Pak Bagong berharap, agar kelak kami
bisa membuat sebuah pertunjukkan dengan boneka hasil karya kami sendiri. Dan kami pun sempat menampilkan persiapan awal kami pada acara Pak Bagong di Taman Budaya Yogyakarta
sebelum pementasan di depan publik.
Kebetulan, Om
Adam (pecinta hewan, dan juga sutradara dari Orka Film) sedang mempersiapkan sebuah
acara di LIP, tentang perlindungan hewan. Kami ditawarkan untuk ikut serta
dalam acara yang melibatkan “Gerakan Senyum Bersama” ”Blekothek” dan berbagai
acara lain, yang diselenggarakan pada tanggal 8 Februari.
Maka, kami
memutuskan untuk membuat panggung boneka, yang bertema tentang penyiksaan hewan
di dunia sirkus. Dan kami mengambil lumba – lumba, sebagai contohnya. Alasan
kami mengambil lumba – lumba, karena yang sering ditampilkan di depan umum
adalah lumba – lumba, dan perjalanannya dari diculik dari laut sampai dilatih
sangat menyiksa. Selain itu, lumba – lumba adalah hewan yang lucu, baik, dan
ramah. Sehingga, banyak alasan kuat menjadikan lumba - lumba ini, jadi tokoh utama.
Kami sempat
berdebat seru juga, tentang nama apakah yang tepat untuk lumba – lumba kami
ini. Setelah perdebatan yang sangat heboh, kami memutuskan untuk menamainya
CICI. Kenapa Cici? Kenapa tidak Dolphino, atau nama yang lain? Disini kami
maksudkan bahwa, Cici ini masih kecil, umurnya masih beberapa bulan, dan supaya
terkesan lebih ”unyu” :P
Setelah kami berunding nama yang terbaik untuk
lumba – lumba. Kami merundingkan waktu latihan, kami memutuskan untuk latihan 2
kali seminggu. Dan setelah memutuskan jadwal, kami menyatukan ide untuk alur
cerita. Sedangkan aku menjadi juru ketik dan naratornya.
Kami sudah
latihan beberapa kali. Dan waktunya menunjukkan skenario pada Pak Bagong. Menurut
Pak Bagong, skenario ini terlalu berat untuk kami, sebagai pemula. Maka, kami
mengubah konsep pementasan dari awal lagi, tanpa mengubah pesan yang ingin kami
sampaikan. Kali ini, kami diminta membuat cerita tentang Cici. Lalu
dikumpulkan. Setelah itu, dibaca masing – masing, dibahas, dan disatukan.
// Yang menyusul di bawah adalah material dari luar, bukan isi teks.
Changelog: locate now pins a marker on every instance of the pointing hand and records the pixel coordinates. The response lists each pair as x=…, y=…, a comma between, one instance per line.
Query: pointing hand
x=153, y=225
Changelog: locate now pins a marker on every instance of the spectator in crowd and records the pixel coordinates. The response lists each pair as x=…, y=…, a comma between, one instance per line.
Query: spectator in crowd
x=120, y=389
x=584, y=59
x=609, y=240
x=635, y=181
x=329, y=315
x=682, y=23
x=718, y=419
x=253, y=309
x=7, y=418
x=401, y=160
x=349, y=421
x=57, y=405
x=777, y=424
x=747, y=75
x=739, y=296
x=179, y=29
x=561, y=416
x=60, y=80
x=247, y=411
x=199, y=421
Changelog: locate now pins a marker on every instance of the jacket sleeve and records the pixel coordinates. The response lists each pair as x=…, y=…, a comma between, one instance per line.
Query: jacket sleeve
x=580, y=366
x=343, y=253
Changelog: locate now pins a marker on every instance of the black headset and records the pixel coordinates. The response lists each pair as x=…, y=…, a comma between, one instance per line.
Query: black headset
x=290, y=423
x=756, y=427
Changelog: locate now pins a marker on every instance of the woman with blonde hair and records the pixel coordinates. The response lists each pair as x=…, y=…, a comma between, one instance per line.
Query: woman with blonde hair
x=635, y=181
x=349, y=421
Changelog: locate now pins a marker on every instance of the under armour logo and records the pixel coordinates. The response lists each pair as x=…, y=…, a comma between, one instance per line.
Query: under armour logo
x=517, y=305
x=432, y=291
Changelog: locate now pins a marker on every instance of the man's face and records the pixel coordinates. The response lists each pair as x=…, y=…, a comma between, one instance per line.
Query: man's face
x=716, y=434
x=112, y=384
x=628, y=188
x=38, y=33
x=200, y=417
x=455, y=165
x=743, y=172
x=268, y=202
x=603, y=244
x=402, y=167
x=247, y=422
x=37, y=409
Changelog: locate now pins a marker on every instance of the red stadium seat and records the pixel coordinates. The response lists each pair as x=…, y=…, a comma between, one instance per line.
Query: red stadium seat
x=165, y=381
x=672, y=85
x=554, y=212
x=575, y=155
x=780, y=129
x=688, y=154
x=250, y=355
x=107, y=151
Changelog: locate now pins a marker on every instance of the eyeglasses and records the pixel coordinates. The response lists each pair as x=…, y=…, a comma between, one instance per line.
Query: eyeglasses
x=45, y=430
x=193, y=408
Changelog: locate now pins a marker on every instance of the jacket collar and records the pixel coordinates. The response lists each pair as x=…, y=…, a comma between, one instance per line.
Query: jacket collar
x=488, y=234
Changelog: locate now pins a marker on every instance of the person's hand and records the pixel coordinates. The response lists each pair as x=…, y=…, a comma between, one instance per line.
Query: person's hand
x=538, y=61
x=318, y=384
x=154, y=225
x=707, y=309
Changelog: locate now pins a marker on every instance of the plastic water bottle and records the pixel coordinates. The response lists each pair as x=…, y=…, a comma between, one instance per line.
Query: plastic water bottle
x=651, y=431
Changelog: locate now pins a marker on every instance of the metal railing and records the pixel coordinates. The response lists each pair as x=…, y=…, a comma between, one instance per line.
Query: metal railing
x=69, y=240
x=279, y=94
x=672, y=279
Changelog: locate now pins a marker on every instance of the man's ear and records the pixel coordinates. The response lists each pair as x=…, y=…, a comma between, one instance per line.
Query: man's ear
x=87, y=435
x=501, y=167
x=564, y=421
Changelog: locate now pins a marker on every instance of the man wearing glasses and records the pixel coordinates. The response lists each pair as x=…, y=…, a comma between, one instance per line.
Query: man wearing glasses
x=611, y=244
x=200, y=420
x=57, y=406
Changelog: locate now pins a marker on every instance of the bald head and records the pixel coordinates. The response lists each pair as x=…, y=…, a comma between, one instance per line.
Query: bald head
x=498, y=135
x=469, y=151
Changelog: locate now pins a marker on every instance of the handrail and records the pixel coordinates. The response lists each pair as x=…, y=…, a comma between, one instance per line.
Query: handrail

Kami
mulai membagi tugas; siapa yang menjadi Cici, siapa yang menjadi Narator, siapa
yang menjadi Punyu, siapa pemain
musiknya, dsb.
Aku menjadi
pemain musik, aku memlih memakai suling bambu, karena selain lebih praktis,
lebih gampang memainkannya, suaranya juga lebih menyatu dengan“alam” :D. Sang
menjadi Narator, Ken dan Bagas menjadi penata properti, Satrio sebagai Punyu,
Dika sebagai Cici, Bunga sebagai penata properti, Laras sebagai “asisten Cici”
:p (Ken juga menjadi pembaca puisi lhooo)
Kamipun mulai
berlatih seperti biasa. Ditambah dengan sedikit ralat dan tambahan. Terkadang
kami pesimis dengan pertunjukkan yang akan kami adakan. Tapi orangtua kami selalu
menyemangati, supaya tetap “cemungut” :p…
propertipun juga mulai digarap dan ditambah, sekaligus meminjam panggungnya Pak
Bagong :)…
Hari pementasan sudah semakit dekat… eh… tiba –
tiba aku sekeluarga sakit…. Setelah sembuh, giliran satu per satu anak – anak
HS ikut kebagian sakit… mungkin karena kecapekan. Maka, 2 hari sebelum
pementasan, kami memutuskan untuk total
rest supaya tidak ada yang sakit lagi. Dan bertemu waktu pentas.
Saat pentas pun tiba, pentas t’lah tiba… hore!, hore!!
HORE!!! Lho… kok malah nyanyi… hihihi… hari pentas sudah tiba, aku nggak sabar
untuk turun dari mobil, dan menyapa teman – teman. Sebelum pentas, kami
kebagian untuk Gladhi Resik dulu, atur tata tempat, dan sebagainya.
Aduh!!! Deg
–degan nih… lihat, betapa penuhnya auditorium LIP ini!!! MC sudah memulai
pembukaan, dan pengantar… dan… waktunya tampil! Tubuhku rasanya enggan sekali
untuk pergi kesana, tapi kakiku membawaku kedepan panggung. Memainkan suling.
Dan adegan demi adegan terus bergulir, sedangkan aku terus memainkan suling.
Akhirnya pertunjukkan selesai juga. Tepuk tangan begitu meriah, dan kami
diminta untuk sedikit menyapa dan menjelaskan apa maksud dari pentas ini.
Setelah selesai
pentas, kami menyaksikan pentas berikutnya, dan juga menonton film
dokumenter “Ghubi 2”. Setelah itu, kami saling berpamitan, pulang. Dadaaaaagh!